Professor Sacco, l’Italia è presa dal continuo dualismo della “sfida francese”: cooperazione e competizione si confondono in un tutt’uno nella relazione tra noi e la Francia. Parigi sembra avere un’idea chiara di quel che vuole da Roma, che vede come un importante junior partner da attrarre a sé come satellite con cui controbilanciare Berlino, ma Roma sa cosa vuole da Parigi?
I problemi tra l’Italia e la Francia, come testimoniato dalle continue e numerosissime invasioni francesi della Penisola, sono molto antichi. Una storica aggressività di Parigi contro il nostro Paese è evidente e, in passato, non dissimile da quella di altre popolazioni europee, soprattutto germaniche. Ed è anche facile da spiegare: l’Italia non solo è stata per molti secoli il Paese più ricco del mondo, e quindi una preda allettante, ma anche un Paese che un esercito invasore poteva attraversare senza dover superare zone desertiche, dove sarebbe difficile trovare nutrimento. Più di recente, tuttavia, l’ostilità ha avuto motivazioni differenti e, se ci si pone in una prospettiva tipicamente francese, comprensibili. La Francia è, storicamente, un Paese molto particolare nel contesto europeo. È stata per molti secoli, sin dai suoi inizi, un pays de royauté, cioè, politicamente, un Regno; e questo significava una posizione di rottura nei secoli in cui era prevalente la concezione medioevale dell’Impero unico, comprendente tutto il corpus christianum. Anche come regime interno, la storia della Francia è quella di un lungo processo di omogeneizzazione culturale più o meno forzata dei vari gruppi etnico-linguistici presenti sul suo territorio e di centralizzazione politica, mentre la tradizione imperiale era vista come una tradizione di diversità e di libertà; intesa, ovviamente, come libertà locali, non come libertà personali.
Quindi la Francia dell’Ancien Régime è stata anch’essa un Paese rivoluzionario, molto prima della Rivoluzione francese?

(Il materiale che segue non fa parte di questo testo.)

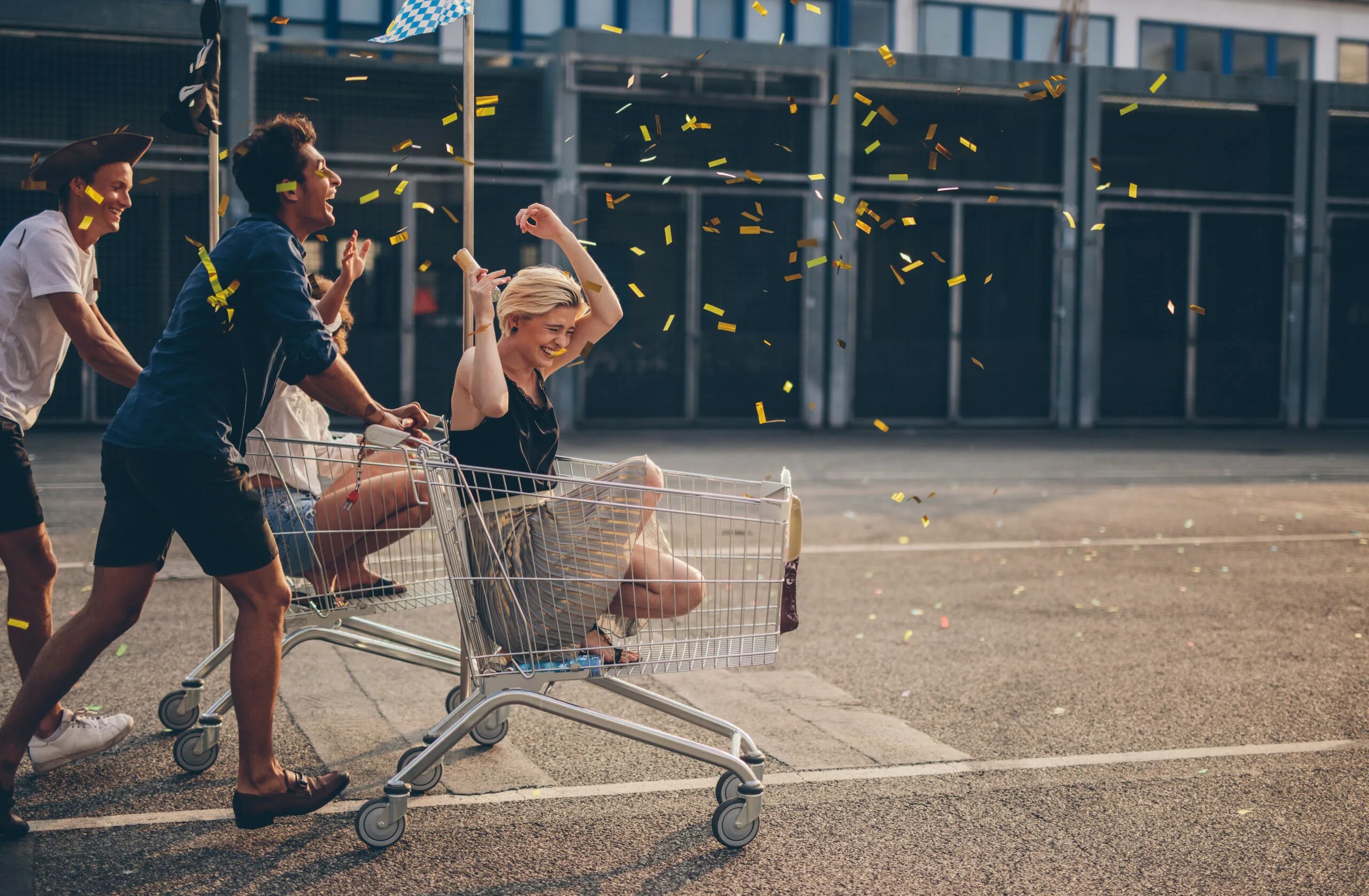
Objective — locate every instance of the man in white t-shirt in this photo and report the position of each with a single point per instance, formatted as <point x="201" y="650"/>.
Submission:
<point x="48" y="290"/>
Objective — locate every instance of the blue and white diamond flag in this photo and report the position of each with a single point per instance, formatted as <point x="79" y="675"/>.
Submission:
<point x="424" y="17"/>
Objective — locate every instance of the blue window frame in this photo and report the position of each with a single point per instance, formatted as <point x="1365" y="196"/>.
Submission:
<point x="1226" y="51"/>
<point x="998" y="32"/>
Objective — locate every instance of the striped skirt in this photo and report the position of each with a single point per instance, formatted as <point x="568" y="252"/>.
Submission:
<point x="566" y="557"/>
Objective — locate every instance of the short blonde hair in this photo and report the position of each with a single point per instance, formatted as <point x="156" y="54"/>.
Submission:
<point x="537" y="290"/>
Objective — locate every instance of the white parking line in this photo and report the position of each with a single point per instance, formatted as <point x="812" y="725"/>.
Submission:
<point x="771" y="780"/>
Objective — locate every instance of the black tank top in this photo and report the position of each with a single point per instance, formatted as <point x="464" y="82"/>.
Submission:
<point x="522" y="441"/>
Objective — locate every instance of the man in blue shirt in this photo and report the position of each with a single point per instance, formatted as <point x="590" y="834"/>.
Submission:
<point x="173" y="463"/>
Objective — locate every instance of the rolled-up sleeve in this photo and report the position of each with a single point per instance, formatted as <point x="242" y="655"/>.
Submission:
<point x="275" y="270"/>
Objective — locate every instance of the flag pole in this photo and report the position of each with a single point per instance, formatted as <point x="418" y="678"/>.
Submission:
<point x="468" y="153"/>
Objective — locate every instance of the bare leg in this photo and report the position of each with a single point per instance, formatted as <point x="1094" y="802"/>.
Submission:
<point x="32" y="569"/>
<point x="262" y="597"/>
<point x="116" y="603"/>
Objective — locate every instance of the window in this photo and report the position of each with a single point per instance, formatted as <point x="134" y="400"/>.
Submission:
<point x="873" y="24"/>
<point x="993" y="32"/>
<point x="1355" y="62"/>
<point x="1226" y="51"/>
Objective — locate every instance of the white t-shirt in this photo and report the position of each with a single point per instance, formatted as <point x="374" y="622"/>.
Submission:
<point x="39" y="258"/>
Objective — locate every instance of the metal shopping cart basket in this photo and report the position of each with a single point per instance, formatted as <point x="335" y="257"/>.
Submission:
<point x="400" y="547"/>
<point x="525" y="625"/>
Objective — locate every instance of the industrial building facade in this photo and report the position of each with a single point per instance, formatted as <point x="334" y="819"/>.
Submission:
<point x="1227" y="288"/>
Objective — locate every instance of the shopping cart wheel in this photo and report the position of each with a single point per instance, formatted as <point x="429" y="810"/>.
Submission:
<point x="172" y="716"/>
<point x="489" y="732"/>
<point x="372" y="828"/>
<point x="188" y="758"/>
<point x="425" y="782"/>
<point x="726" y="787"/>
<point x="726" y="829"/>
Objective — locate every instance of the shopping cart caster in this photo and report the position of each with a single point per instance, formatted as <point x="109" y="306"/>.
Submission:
<point x="726" y="829"/>
<point x="726" y="789"/>
<point x="490" y="731"/>
<point x="187" y="745"/>
<point x="372" y="827"/>
<point x="172" y="714"/>
<point x="425" y="782"/>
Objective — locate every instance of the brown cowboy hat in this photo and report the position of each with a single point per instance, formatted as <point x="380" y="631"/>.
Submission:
<point x="88" y="155"/>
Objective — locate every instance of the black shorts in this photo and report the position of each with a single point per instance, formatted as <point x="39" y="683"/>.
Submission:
<point x="20" y="507"/>
<point x="207" y="500"/>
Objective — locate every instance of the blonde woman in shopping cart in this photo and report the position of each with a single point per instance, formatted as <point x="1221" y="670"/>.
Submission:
<point x="304" y="486"/>
<point x="582" y="571"/>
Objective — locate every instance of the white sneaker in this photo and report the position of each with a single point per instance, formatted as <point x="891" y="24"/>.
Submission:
<point x="81" y="735"/>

I francesi hanno a lungo percepito se stessi come un popolo ideologicamente “diverso” e militarmente assediato. I Re francesi hanno così sviluppato una sindrome che ha raggiunto il suo punto massimo all’epoca di Carlo V, quando – in aggiunta al mai risolto conflitto con l’Inghilterra, che di fatto le ha impedito di trarre dal suo lunghissimo litorale ogni possibile beneficio marittimo, militare, commerciale o coloniale – il nemico germanico premeva da Est, i Paesi Bassi del Nord erano parte dell’Impero, e gli spagnoli, di cui Carlo V era re, stringevano la Francia sui Pirenei. E il fatto che il Gran Cancelliere di Carlo V, in pratica il Ministro degli Esteri, fosse un piemontese, Mercurino Gattinara, li inquietava non poco. L’idea della formazione di uno Stato nazionale unitario, al di là delle Alpi, molto più popoloso, molto più ricco e molto più sofisticato dei regni iberici, terrorizzava le classi dominanti transalpine. Questa sindrome non è mai morta; anzi, a guardar bene, è visibile persino oggi. Soprattutto, anche senza andare così indietro, limitandosi agli ultimi 150 anni, cioè dall’unificazione nazionale dell’Italia ad oggi, questa ossessione della politica estera francese viene resa evidente dal fatto che mai è stato perdonato a Napoleone III di essere entrato in guerra contro l’Austria insieme al Piemonte (anche se poi lo ha tradito immediatamente) con il disegno di creare una specie di Belgio padano, un buffer state, uno stato cuscinetto, e di avere così grossolanamente sbagliato la valutazione del sentimento nazionale italiano da finire per favorire quello che sarà il nostro Risorgimento nazionale. Ancora oggi, l’idea dell’Italia frammentata in più staterelli fa sognare i Francesi, basta vedere l’attenzione dedicata dalle scuole di scienze politiche ai vaneggiamenti separatisti della Lega della prima ora, e persino alle risibili ambizioni dell’attuale erede dei Borboni delle Due Sicilie di un possibile ritorno a Napoli, come sovrano. Non a caso, la televisione francese lo ha mostrato mentre rispondeva allo scetticismo di un intervistatore: “Cosa ci sarebbe di strano? Anche mio cugino è tornato sul trono di Spagna!”. Del resto, subito dopo la guerra, persino un grande statista come De Gaulle si fece attrarre dal sogno di prendersi una provincia italiana. Ma l’accoglienza che la popolazione della Valle d’Aosta riservò ad una sua visita, lo convinse rapidamente a lasciar perdere.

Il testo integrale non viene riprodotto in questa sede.